Interrogé ce vendredi par notre rédaction, le leader du BL a dénoncé ce qu’il qualifie de « dérive morale et institutionnelle » et de « démagogie dangereuse » qui, selon lui, gangrènent la société guinéenne.
« Notre pays est en train de battre des records dans un sens complètement négatif. La démagogie a gangréné ce pays aujourd’hui, avec la bénédiction des formes publiques », a déclaré Dr Millimono d’un ton ferme.
Le leader politique s’est dit profondément choqué par l’attitude de certains agents de santé ayant quitté leurs postes pour participer à cette manifestation. Il estime qu’un tel comportement constitue une faute professionnelle grave et une non-assistance à personne en danger.
« Un médecin a prêté le serment d’Hippocrate. Même si c’est son ennemi qui est malade, il doit le soigner. Quand quelqu’un abandonne ses patients pour aller manifester, il mérite la prison », a indiqué Dr Faya Millimono.
Le président du Bloc Libéral a dénoncé la confusion croissante entre les fonctions publiques et les actions politiques, regrettant que certains fonctionnaires oublient leurs devoirs vis-à-vis de la nation.
« Aujourd’hui, certains oublient qu’ils sont des fonctionnaires payés par le contribuable guinéen. C’est ce contribuable qu’ils abandonnent pour aller acclamer quelqu’un qui est arrivé au pouvoir par effraction », a-t-il fustigé.

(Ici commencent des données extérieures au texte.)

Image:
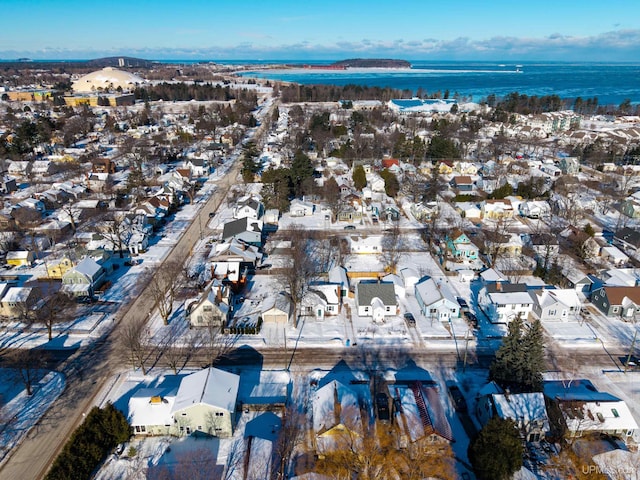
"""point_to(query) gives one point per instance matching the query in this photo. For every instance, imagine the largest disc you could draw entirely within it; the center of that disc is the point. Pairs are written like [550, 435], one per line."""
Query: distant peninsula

Dr Millimono a également mis en garde contre le risque de contagion de ce type de comportement à d’autres corps de métier.
« Demain, ce seront peut-être les enseignants qui laisseront nos enfants dans les classes pour aller dans la rue. Et après-demain, n’importe qui se lèvera au nom de la démagogie », a averti le président du BL.
Pour lui, il est urgent que les autorités prennent leurs responsabilités afin d’éviter que de tels actes ne se répètent.
« Si de tels comportements continuent à prospérer, le pays court à sa perte », a conclu Dr Faya Millimono.